By David Anderson
“The sluggard is deceived by the __________________ of his _____________________. So by inches and minutes his opportunities slip away.” (source unknown)
That’s the key truth of my mentoring lesson plan today with my 5th grader.
Are you smarter than a fifth grader? How would you fill in those blanks?
I’ve got a ruler for my mentee that for every six inches it’s 3/8” short of the real thing. No big deal right? I mean what’s 3/8 of an inch?
For that matter what’s a minute here-or-there, an opportunity missed now and then, an indulgence allowed, a thought unchecked, a word unbridled, a cultural shift downplayed?
No biggee, yes?
My mentee and I will go out in front of the school to where the sidewalk ends. We’ll both start at the exact same spot and he’ll use his ruler and I’ll use mine. At the beginning, the difference will be imperceptible. But the further we go – in fact with every six inches we go – he’ll be 3/8” short.
But, no big deal.
There’s a good deal of debate in our country as to what matters – enough to be measured anyway.

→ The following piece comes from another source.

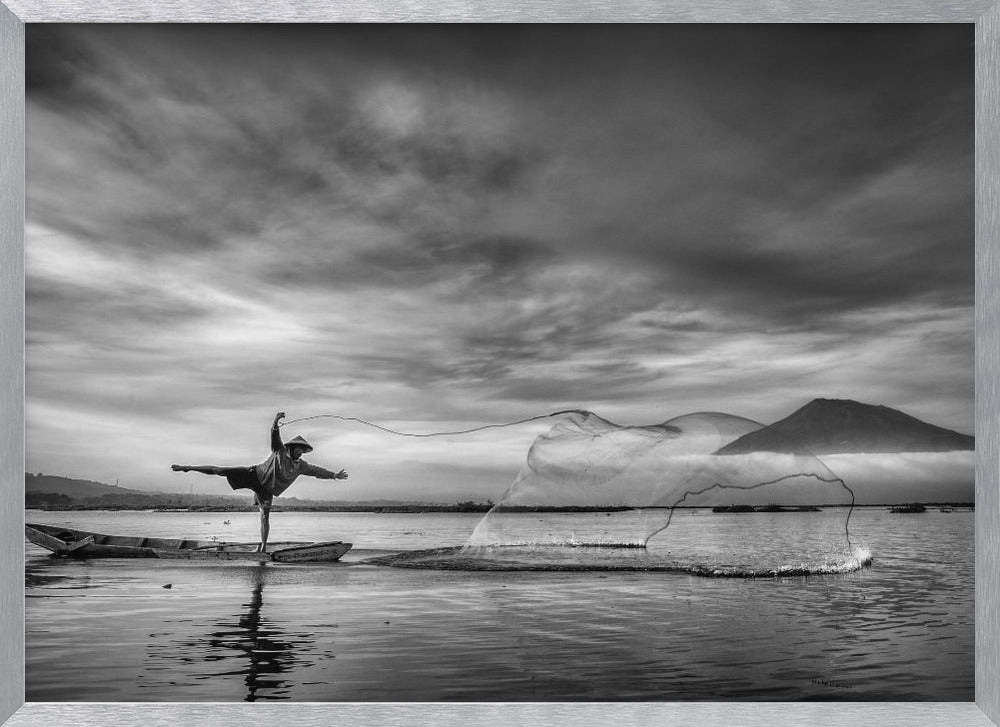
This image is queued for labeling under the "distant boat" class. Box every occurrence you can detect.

“Family values”, suggests Kevin Noble Maillard, have gone the way of “winged horses and caped crusaders.” Maillard, given he’s a law professor at Syracuse University, thus offers a surely dependable measurement to navigate life’s cultural morass, yes?

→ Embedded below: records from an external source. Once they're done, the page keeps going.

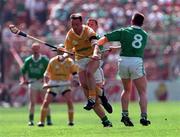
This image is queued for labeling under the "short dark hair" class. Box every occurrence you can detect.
[132,12,144,26]
[87,18,98,25]
[70,13,82,22]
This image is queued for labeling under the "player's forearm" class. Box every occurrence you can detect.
[93,44,100,56]
[97,36,109,46]
[91,39,100,56]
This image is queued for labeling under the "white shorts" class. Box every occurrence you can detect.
[47,80,71,94]
[28,79,43,91]
[118,56,145,80]
[76,58,104,83]
[76,58,91,70]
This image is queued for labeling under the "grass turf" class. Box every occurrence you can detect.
[0,102,180,137]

Then there’s Janel Benson, assistant professor of sociology at Colgate University who declares that what we really need to measure in this country, what families mostly require and the way in which America can primarily benefit lies down the road of economics and education. Thus the current debate over same-sex couples – in Benson’s long-view – is “a distraction”, an annoyance, a minuscule, minor, hardly-worth mentioning – much less measuring – fraction of the yard-stick that ultimately serves only to fragment and fracture the family-unit.

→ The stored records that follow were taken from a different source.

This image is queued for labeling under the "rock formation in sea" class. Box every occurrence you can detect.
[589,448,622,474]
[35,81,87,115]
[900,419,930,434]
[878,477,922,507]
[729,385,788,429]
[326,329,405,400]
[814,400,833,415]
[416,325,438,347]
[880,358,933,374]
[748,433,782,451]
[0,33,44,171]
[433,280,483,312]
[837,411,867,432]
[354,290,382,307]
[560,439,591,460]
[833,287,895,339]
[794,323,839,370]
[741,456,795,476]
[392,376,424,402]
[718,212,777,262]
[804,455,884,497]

It’ll be interesting to see how far down the path my mentee and me – let alone our country – will have to travel to discover that something really big has gone badly wrong, that little things do matter, that ‘sweating the small stuff’ is an important – ‘gi-hugic’ in fact – determinant in where we end up.
Our community is one-mile long, 5,280’. By the time I reach the end of my road, using the measurement my father taught me, my mentee will be well behind, thinking he too has finished his course only to find he has misjudged the distance having been misguided from the start.
What we place in the hands of those who follow matters.